Israel is holding its largest ever civil defense exercise this week. Authorities say the purpose of the drill is to check to what extent emergency services and the population are ready for a real missile attack.
The alarm has already been raised about the number and location of bomb shelters, should they come under attack.
For 34 days, Rajaa Obaid-Metanes’s family lived in a kitchen. It was the only protection they had against Hezbollah missiles falling outside during the Second Lebanon War in 2006.
Some landed a few meters down the road, killing two people, and there was nowhere to hide. Rajaa believes that a shelter might have saved them.
“Twenty people lived in my kitchen because it’s the only room with strong walls. But even if we wanted to build an extra room, there’s no space. Besides, the Israeli government would not allow us to. You have to have a special permit,” Arab Israeli citizen Rajaa Obaid-Metanes says.
Many Arabs in Israel sympathize with the country’s enemies, even though almost half of the Israeli civilians killed in the Second Lebanon War were Arabs.
Reem Hazam took matters into her own hands. She set up an Arab emergency response centre to lobby the Israeli government for more shelters. Reem accuses it of protecting Jewish communities at the expense of Arab ones.

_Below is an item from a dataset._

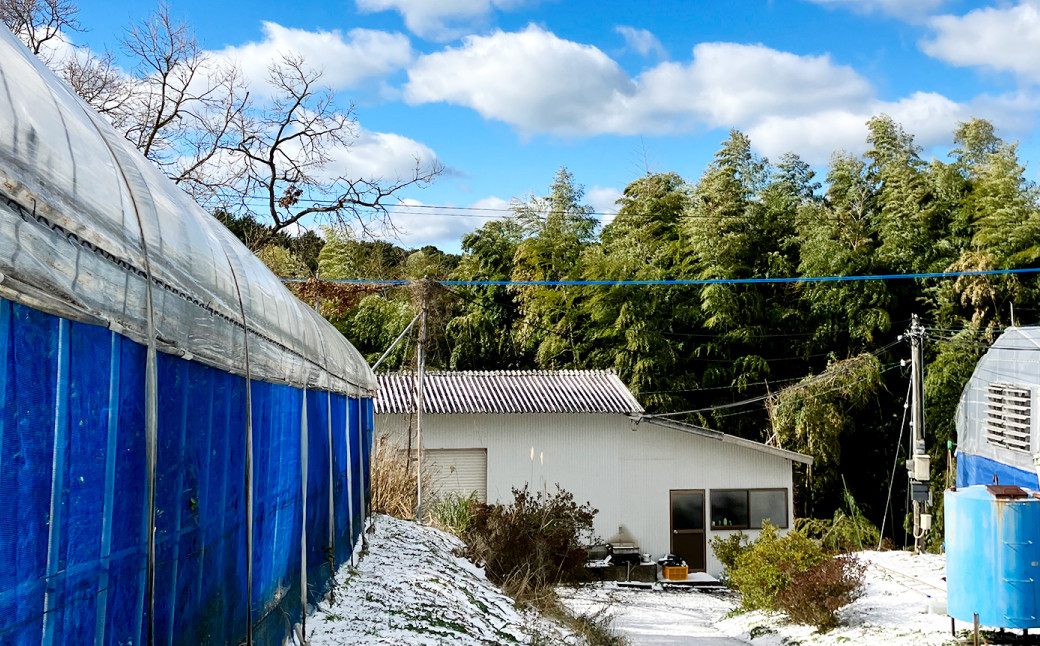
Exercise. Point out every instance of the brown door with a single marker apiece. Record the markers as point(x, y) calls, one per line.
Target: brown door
point(687, 527)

“Those neighborhoods were built after 1948, were built in the last twenty, thirty years, but most of the old Arab neighborhoods have been standing there for over a hundred years, sometimes, over seventy years, and therefore they do not have any shelters, they do not have any safe rooms,” Arab emergency centre coordinator Reem Hazam says.
In 1991, the Israeli government tried to deal with the problem by insisting that new buildings have bomb shelters, but it’s not much help to most of the Arab population.
“Any Arab Israeli city or village or community within the vicinity of Israel is of course under Israeli jurisdiction. Naturally, the home front command cannot go to Palestinian cities and treat them, but there is a big Palestinian authority that is receiving money from Israel and other countries as well, and I believe they should bear responsibility for these kind of things,” Israeli Defense Forces spokesman Major Avital Leibovich says.
This week Israel holds its largest-ever emergency response exercise – but it is clear there are nowhere near enough shelters.
Things are not much better on the Jewish side. Rabbi Shmuel Bowman, a local resident, admits that neither his town – no his country – are ready for an attack, which is why he collects money to build shelters.
“The awareness is there, the actual physical shelters might not be, and their conditions might not be at a level you might want to stay in for any length of time,” Rabbi Shmuel Bowman says.
The drills fuel speculation that Israel has plans to counter the Iranian threat. Although it’s nearly three years since war last came to her front door, Rajaa and her family are no better off. If war breaks out again, she’s likely to be right there in her kitchen.